The fire escape is exposed to the sniper's gunfire, so they force open the lift door. It is boobytrapped with a shotgun, however, which kills Jeff. Becky, Kurtis, and Paul climb down the lift shaft, but discover the ground-floor exit door has been blocked with a skip and return to the top floor. Jenny suggests the emoticons symbolise the three wise monkeys and that the sniper is targeting them because they let Jimmy be killed and refused to speak to the police about it. She then walks into her flat to be shot dead alongside her children.

The largest of the posters has been stuck on the door of the flat occupied by Gary and Mark. Kurtis forces them to admit that they were the two masked men who chased and beat Jimmy because he had withheld money from them after they used him as a drug courier; they claim they did not mean to kill him. Nevertheless, Kurtis forces them into the flat where the sniper kills both of them.
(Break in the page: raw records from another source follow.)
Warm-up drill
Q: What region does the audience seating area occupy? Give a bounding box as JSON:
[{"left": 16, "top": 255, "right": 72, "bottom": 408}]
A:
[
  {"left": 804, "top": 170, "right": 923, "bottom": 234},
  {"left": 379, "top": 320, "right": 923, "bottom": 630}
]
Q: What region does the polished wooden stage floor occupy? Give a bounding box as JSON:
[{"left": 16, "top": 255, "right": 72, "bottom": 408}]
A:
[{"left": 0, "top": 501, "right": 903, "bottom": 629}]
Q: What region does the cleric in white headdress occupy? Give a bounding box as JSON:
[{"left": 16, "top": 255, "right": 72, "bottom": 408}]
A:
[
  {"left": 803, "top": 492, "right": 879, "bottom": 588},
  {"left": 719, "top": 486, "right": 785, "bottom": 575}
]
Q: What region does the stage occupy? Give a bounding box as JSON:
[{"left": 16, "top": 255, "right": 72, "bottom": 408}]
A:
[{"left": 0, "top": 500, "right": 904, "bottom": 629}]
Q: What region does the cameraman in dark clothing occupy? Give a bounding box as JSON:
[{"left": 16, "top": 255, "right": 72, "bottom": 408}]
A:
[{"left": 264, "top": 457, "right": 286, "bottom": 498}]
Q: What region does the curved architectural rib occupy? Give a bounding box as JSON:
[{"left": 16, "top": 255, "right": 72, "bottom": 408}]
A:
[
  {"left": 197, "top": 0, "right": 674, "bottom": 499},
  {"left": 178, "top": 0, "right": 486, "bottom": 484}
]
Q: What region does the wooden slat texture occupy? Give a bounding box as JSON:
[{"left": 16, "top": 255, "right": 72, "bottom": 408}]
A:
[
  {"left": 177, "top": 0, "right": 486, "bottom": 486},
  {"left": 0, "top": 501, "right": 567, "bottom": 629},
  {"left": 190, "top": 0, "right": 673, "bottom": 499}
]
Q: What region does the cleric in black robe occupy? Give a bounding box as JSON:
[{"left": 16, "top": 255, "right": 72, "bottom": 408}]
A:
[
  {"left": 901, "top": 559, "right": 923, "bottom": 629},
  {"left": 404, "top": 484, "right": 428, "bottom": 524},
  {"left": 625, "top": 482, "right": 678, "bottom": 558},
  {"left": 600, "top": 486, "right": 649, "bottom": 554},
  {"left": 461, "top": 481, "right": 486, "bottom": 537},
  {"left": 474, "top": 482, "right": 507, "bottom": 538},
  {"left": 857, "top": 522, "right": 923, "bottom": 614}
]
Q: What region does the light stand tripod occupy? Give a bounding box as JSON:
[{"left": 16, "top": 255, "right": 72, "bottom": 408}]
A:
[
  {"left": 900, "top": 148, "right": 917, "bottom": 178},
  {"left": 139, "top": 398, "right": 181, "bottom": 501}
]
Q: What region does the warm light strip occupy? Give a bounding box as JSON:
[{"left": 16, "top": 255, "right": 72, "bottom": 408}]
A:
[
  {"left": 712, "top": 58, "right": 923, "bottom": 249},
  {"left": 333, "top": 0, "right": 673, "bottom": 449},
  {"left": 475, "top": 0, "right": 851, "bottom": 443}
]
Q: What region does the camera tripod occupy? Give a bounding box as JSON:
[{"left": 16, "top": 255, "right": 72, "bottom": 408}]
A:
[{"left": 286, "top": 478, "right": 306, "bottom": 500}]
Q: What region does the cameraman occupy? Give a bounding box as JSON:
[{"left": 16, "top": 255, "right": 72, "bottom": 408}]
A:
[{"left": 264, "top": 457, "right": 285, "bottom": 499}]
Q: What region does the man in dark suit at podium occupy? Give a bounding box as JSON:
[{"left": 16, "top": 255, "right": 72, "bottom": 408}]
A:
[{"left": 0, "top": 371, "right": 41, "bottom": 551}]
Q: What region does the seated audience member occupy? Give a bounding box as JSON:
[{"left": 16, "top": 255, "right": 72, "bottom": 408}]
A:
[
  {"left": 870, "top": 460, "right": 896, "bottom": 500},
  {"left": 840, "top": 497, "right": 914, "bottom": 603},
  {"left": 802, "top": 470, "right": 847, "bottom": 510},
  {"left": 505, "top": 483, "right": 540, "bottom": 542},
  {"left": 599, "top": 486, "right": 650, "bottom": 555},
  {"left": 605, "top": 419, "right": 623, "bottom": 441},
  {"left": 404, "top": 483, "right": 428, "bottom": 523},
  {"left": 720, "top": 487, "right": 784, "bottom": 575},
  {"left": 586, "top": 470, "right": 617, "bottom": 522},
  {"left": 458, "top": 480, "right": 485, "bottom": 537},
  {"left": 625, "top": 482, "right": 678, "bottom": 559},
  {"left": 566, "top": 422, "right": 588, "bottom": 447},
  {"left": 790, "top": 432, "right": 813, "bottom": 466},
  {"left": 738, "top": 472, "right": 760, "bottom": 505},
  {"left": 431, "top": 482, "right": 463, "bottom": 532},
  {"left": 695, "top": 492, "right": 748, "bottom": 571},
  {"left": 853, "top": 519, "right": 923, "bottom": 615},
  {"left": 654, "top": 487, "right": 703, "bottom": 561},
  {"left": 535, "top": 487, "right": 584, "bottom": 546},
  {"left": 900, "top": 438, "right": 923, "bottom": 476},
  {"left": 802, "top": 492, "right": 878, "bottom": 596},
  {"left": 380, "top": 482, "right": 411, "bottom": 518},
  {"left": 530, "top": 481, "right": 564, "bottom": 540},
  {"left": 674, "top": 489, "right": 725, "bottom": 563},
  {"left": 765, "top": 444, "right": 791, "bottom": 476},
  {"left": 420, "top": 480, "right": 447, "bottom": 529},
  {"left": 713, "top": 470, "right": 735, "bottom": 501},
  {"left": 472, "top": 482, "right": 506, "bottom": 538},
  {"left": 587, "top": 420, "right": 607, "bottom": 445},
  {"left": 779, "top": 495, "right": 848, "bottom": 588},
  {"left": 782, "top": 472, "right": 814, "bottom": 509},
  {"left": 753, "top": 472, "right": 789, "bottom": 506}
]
Believing they can now leave because Jimmy's killers are dead, Carol runs down the fire escape, followed by Daniel. The sniper lets them reach the ground and then kills both of them. It is now obvious that he intends to execute all of them for refusing to help the police. The survivors have now been trapped for two days. They hatch a plan to tie all the building's fire hoses together and for one of them to climb down to the ground from the roof on the far side, where the sniper cannot see. Paul, an alcoholic volunteers to go after having a drink to suppress his DT's. Violet opens the door to the roof and is killed by another shotgun boobytrap. Becky, Kurtis, and Paul climb to the roof and secure the hoses, and Paul begins to climb down. The sniper, however, shoots the top of the hose until it breaks, and Paul falls to his death. Becky and Kurtis barely manage to get back inside.

As a final act of desperation, the three survivors set fire to the top floor, hoping someone will see the fire and alert the emergency services. They then climb down the lift shaft. Kurtis falls and breaks his leg. Property developer Kevin and his assistant Eddie arrive and spot the flames, but before they can call the fire brigade, the gunman shoots them both at close range. He then enters the building after throwing in a smoke grenade. Becky sneaks out and finds a nail gun in Kevin's pick-up truck. Using this the three survivors manage to subdue the gunman and remove his mask, only to discover it is DC Devlin, who has cracked after endless lack of assistance in the cases he is investigating. After a struggle, Becky kills him with the nail gun and the survivors walk outside with the sound of approaching sirens.

==Critical reception==
The film-critics aggregator Rotten Tomatoes reports a rating of 47% based on 17 reviews, with a weighted average score of 5/10. Simon Crook of Empire rated the film 3 out of 5, stating, "An unusual, scuzzy setting for a thriller that delivers with brutal simplicity", Sky Cinema also giving it 3 out of 5, and Phelim O'Neill of The Guardian 2 out of 5, who wrote that: "It's not a bad idea for a movie, but what we get is undercooked, with poor logic and even poorer pacing conspiring to prevent any much-needed tension to build." Jordan Mintzer of The Hollywood Reporter wrote from the Berlin International Film Festival: "Making up for its high concept/low brainpower scenario with some nifty action sequences and energetic performances, this rather promising directorial debut from duo James Nunn and Ronnie Thompson should foreclose at genre fests and ancillary outings worldwide." Allan Hunter for the Daily Express "It doesn't sound like a great premise but this is surprisingly taut and involving thanks to some resourceful film-making and eye-catching acting." Film4's Terry Mulcahy stated that, "Despite its relative simplicity, Tower Block packs a punch that's best experienced fresh - so steer clear of spoilers!" heDD Magazine reviewed the film, stating that it is, "Easily the best British film for 2012", with the Sunday Times, Starburst, and Box Office Buzz giving it 4 out of 4 stars, with Box Office Buzz stating that it is a "brutal ride of suspense and tension."